Eugene writes, “Men who are pastors in America today find that they have entered into a way of life that is in ruins. The vocation of a pastors has been replaces by the strategies of religious entrepreneurs with business plans.” He says, “I don’t love the rampant consumerism that treats God as a product to be marketed. I don’t love the dehumanizing ways that turn men, women and children into impersonal roles and causes and statistics. I don’t love the competitive spirit that treats others as rivals and even enemies."
Eugene worked to established a different perspective of a pastor, one who takes Scripture seriously, takes Jesus seriously, takes church seriously and takes prayer seriously. He talks about pastors being part of the cultural landscape but not a significant part of it, men who are seen as “marginal to the actual business of living” in cities and says, “Our two-thousand-year old tradition is not someone who ‘gets things done’ but rather the person placed in the community to pay attention and call attention to ‘what is going on right now’ between men and women, with one another and with God.”
I’ve struggled with this tension. Only 4-6 percent of the city I pastor in regularly goes to church and I’d guess only 1-2 percent of those people see God and His church as central to their lives. For most church is one option among many things they occasionally attend if they’re feeling like it. I’ve always envisioned the church as being the driving force in people’s weekly lives, a God-ordained rhythm wired into the fabric of how He made us as worshipping beings.
In that perspective the “pastor” ought to have a significant voice and role to play. Yet, people regularly make major life decisions without even thinking about consulting their pastor. Perhaps, this serves as a humble reminder for the heart of a pastor. In the midst of caring for all kinds of individuals at work in all kinds of different professions I’ve sensed the lurking desire to be seen as someone who is respected, reputable and works a regular job. I think its a dangerous desire. I want to be the pastor who is seen as marginal but somehow has a hand in the central place where God is working in the lives of His people.
In looking at the pastors around him Eugene noticed few seemed to last. He says, “Many pastors, disappointed or disillusioned with their congregations, defect after a few years and find congenial work. And many congregations, disappointed or disillusioned with their pastors, dismiss them and look for pastors more to their liking.”
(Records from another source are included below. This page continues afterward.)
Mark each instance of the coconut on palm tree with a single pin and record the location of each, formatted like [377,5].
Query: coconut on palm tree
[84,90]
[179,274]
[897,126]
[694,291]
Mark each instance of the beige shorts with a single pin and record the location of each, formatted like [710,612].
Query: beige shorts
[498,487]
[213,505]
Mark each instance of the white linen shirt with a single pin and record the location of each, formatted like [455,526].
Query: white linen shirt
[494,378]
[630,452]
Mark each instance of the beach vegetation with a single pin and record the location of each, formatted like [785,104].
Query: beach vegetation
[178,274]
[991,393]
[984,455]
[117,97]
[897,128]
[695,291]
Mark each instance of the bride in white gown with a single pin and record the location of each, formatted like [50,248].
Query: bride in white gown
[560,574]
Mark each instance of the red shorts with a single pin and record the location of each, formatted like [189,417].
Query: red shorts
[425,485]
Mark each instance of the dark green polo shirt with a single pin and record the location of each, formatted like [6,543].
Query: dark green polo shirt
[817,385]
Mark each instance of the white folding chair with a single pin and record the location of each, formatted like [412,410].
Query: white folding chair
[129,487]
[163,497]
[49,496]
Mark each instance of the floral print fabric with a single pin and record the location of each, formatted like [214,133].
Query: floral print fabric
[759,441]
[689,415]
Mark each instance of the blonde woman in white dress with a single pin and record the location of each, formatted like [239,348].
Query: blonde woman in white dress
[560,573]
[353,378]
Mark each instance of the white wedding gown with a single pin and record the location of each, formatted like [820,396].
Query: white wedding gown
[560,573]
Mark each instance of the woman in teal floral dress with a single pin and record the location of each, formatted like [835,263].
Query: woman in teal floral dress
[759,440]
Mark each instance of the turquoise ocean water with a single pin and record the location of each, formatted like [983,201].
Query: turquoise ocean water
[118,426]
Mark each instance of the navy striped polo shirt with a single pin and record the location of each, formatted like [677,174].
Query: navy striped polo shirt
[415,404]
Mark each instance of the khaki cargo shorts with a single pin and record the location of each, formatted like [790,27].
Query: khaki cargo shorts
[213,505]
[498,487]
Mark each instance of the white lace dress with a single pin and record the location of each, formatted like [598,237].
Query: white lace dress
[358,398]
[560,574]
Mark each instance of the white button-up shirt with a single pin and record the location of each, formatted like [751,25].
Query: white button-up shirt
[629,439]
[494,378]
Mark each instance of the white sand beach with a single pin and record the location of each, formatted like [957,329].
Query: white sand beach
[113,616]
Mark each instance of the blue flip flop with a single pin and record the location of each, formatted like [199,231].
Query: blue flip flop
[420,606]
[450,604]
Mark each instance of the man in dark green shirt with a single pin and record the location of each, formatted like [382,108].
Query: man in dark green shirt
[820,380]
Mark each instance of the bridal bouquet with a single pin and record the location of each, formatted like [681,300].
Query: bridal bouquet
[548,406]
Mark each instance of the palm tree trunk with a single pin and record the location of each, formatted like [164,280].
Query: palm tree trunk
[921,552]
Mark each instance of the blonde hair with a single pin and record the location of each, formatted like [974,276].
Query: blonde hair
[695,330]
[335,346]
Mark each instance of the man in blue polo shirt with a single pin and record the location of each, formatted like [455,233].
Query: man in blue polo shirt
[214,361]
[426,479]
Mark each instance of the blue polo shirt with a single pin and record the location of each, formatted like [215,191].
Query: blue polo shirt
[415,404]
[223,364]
In my tenor as pastor I have seen so many other pastors come and go. It always comes with some sort of explanation of what God is calling them to do now. I’ve simply always had a hard time believing God changes His mind that much. But I do understand the temptation. When things are not going well or when money is sparse it’s easy to be tempted with the thought of going somewhere else or doing something else. Yet it rubs up against the calling of a pastor who commits to His people for the long haul. I want to be a pastor for the long haul. I have no desire of pastoring any other church in any other city for the rest of my life. May God help me to stay that course.